Cité de Carcassonne - History and Facts
Cité de Carcassonne is one of the most European famous fortified cities, created in the department of department of Aude, in the French region of
Languedoc-Roussillon. With the long history of fortifications on the hill that is located in the right bank of river Aude, Cité de Carcassonn was built
initially by Romans and finished by French.
First construction of this walled city that eventually received 52 towers and 3km of strong walls started in the Gallo-Roman period. In 3rd century AD, Romans decided to level down ancient Gaulish fortification and build their own city that could withstand any attack from enemies. From that point on city continued to grow until it reaches its modern size. During its 2500 year long history, this fortress-town was held by numerous conquerors, such as Visigoths, Saracens, Romans and Crusaders.
In the mid-13th century, Cité de Carcassonne become part of the Kingdom of France, serving as one of the most important military posts on the frontier
between France and confederation of Crown of Aragon. It remained in use as military post until mid-17th century when surrounding lands all became part of
France, leaving castle and surrounding city to be transformed into center of the French woolen textile industry.
Cité de Carcassonne was restored only once in in recent history.

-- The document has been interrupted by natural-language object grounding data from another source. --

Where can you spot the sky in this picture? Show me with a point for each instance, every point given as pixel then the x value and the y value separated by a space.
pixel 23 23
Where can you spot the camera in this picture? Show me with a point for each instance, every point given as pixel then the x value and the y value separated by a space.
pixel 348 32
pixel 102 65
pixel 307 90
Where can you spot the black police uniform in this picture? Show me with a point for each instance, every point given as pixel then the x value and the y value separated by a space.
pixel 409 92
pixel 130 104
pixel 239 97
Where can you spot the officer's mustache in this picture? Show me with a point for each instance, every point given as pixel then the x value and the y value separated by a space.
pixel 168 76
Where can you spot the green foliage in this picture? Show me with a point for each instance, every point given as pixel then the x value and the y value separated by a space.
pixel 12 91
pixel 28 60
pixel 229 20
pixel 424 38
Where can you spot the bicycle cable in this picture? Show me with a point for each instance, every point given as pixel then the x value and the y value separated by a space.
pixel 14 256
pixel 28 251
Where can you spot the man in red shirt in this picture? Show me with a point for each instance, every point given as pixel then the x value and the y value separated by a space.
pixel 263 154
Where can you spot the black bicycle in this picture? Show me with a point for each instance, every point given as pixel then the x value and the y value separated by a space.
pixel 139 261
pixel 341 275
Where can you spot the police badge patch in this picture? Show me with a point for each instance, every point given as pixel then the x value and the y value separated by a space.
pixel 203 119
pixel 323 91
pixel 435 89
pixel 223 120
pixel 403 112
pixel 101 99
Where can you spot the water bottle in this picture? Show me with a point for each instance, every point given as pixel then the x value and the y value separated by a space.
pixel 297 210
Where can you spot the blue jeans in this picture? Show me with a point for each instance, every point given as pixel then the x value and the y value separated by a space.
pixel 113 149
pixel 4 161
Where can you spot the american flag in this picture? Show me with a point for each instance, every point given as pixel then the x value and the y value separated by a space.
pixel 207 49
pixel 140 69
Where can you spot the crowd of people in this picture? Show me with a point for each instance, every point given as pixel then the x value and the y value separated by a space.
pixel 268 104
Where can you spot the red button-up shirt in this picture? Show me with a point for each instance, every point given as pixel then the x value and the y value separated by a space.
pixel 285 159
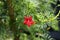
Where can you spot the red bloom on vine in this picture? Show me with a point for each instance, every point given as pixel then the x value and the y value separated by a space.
pixel 28 21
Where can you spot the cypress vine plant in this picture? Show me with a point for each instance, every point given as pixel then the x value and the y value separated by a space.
pixel 27 19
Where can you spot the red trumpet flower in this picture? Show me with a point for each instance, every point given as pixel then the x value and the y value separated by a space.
pixel 28 21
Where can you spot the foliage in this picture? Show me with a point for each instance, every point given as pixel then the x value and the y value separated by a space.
pixel 41 13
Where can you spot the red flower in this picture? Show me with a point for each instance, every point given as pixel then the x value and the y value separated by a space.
pixel 28 21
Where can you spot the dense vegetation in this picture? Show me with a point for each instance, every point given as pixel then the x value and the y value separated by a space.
pixel 27 19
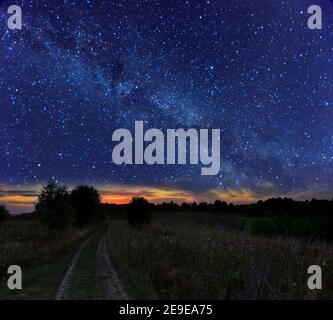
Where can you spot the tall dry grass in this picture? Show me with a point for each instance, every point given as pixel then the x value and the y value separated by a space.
pixel 29 242
pixel 171 260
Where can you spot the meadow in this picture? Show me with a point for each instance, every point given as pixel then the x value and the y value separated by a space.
pixel 179 255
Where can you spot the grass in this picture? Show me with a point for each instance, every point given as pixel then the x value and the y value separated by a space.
pixel 43 259
pixel 87 282
pixel 183 257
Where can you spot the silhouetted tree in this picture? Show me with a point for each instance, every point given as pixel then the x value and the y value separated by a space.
pixel 4 213
pixel 54 206
pixel 139 213
pixel 86 203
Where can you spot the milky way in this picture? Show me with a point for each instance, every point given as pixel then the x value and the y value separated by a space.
pixel 78 70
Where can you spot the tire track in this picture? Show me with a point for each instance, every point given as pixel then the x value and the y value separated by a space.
pixel 67 278
pixel 113 287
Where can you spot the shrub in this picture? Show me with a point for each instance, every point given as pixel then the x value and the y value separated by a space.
pixel 86 203
pixel 54 206
pixel 139 213
pixel 263 227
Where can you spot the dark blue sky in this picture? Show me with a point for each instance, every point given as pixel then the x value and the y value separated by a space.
pixel 81 69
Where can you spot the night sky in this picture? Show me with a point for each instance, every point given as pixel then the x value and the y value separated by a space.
pixel 81 69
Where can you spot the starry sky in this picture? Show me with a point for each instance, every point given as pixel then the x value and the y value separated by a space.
pixel 78 70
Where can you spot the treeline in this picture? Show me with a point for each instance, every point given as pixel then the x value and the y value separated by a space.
pixel 60 208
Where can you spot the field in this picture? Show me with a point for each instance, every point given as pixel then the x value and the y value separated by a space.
pixel 179 256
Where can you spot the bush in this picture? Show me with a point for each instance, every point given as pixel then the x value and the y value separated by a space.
pixel 54 206
pixel 86 203
pixel 4 213
pixel 263 227
pixel 139 213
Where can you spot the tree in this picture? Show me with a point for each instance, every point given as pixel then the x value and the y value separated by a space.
pixel 139 213
pixel 86 203
pixel 54 206
pixel 4 213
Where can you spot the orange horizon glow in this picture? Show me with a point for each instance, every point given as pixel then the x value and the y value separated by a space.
pixel 19 200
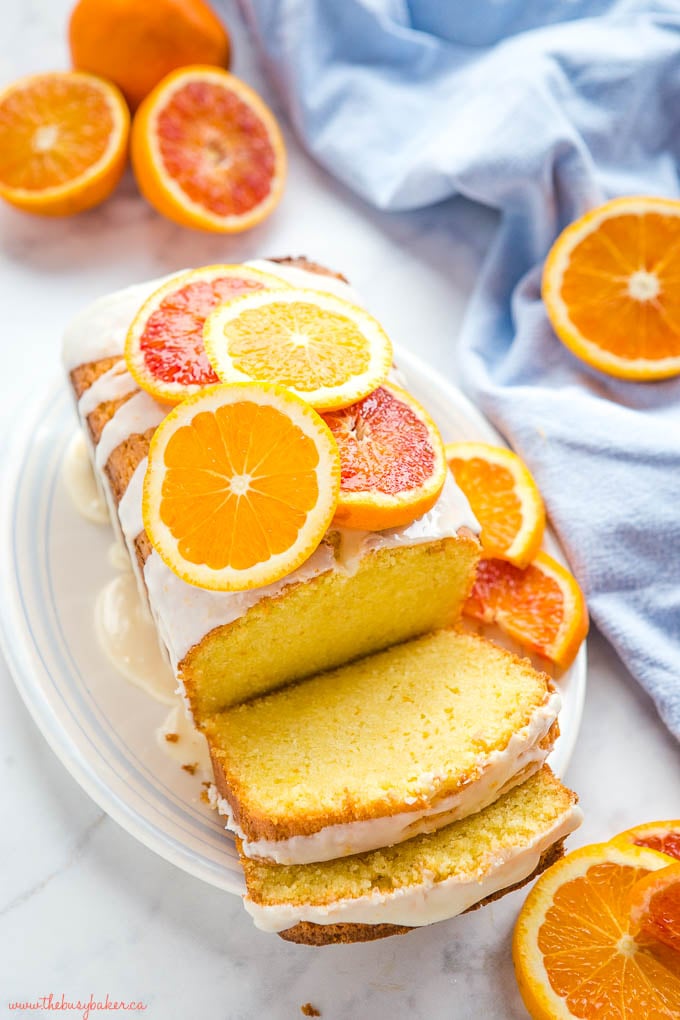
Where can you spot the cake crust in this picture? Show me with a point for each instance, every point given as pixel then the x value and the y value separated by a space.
pixel 308 933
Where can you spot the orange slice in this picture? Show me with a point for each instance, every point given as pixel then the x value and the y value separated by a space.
pixel 164 348
pixel 504 497
pixel 655 907
pixel 540 606
pixel 241 487
pixel 393 466
pixel 207 152
pixel 327 351
pixel 610 288
pixel 662 836
pixel 573 949
pixel 63 142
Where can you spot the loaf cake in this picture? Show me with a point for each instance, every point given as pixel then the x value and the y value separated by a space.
pixel 429 878
pixel 380 769
pixel 402 742
pixel 358 593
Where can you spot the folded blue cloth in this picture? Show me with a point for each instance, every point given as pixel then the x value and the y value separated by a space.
pixel 539 109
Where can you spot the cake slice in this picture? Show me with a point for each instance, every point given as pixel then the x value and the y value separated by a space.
pixel 429 878
pixel 399 743
pixel 359 592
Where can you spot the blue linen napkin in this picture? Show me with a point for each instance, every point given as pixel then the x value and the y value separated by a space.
pixel 539 109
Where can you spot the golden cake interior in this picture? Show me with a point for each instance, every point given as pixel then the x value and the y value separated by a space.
pixel 469 848
pixel 388 733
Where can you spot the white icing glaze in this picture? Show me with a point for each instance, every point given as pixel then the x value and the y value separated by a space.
pixel 135 416
pixel 186 614
pixel 110 386
pixel 100 329
pixel 128 639
pixel 426 902
pixel 81 481
pixel 191 747
pixel 118 556
pixel 303 277
pixel 499 772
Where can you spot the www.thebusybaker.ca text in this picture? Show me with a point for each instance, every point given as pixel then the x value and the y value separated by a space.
pixel 84 1007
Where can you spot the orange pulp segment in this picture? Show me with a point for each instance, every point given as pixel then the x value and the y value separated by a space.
pixel 663 836
pixel 241 487
pixel 207 152
pixel 574 953
pixel 540 606
pixel 611 288
pixel 329 352
pixel 63 142
pixel 504 497
pixel 164 348
pixel 393 467
pixel 655 907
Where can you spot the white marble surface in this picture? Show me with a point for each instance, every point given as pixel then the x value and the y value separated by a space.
pixel 83 907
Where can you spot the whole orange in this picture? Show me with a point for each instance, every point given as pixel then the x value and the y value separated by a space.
pixel 138 44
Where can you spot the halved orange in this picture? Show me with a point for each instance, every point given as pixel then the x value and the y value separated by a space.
pixel 504 497
pixel 241 487
pixel 540 606
pixel 655 907
pixel 63 142
pixel 611 288
pixel 326 350
pixel 574 953
pixel 663 836
pixel 164 348
pixel 207 152
pixel 393 467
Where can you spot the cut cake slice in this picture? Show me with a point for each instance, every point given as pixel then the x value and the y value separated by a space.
pixel 359 592
pixel 429 878
pixel 402 742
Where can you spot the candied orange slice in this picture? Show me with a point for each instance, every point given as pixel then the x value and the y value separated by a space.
pixel 207 152
pixel 164 347
pixel 663 836
pixel 326 350
pixel 393 467
pixel 241 487
pixel 540 606
pixel 63 142
pixel 611 288
pixel 575 954
pixel 504 497
pixel 655 907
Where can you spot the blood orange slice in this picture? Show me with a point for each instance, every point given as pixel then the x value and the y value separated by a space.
pixel 655 907
pixel 164 347
pixel 241 487
pixel 663 836
pixel 207 152
pixel 393 466
pixel 540 606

First restoration was very costly and long, and it happened in 1853 after a long battle
between politicians, historians and archeologist against French government that wanted castle to be destroyed. This restoration lasted for more than 40
years, with three architects involved - Eugène Viollet-le-Duc, Paul Boeswillwald and Nodet. Currently, Cité de Carcassonne is a popular tourist destination
in France, and one of the best places in world where you can see authentic medieval architecture and its lifestyle.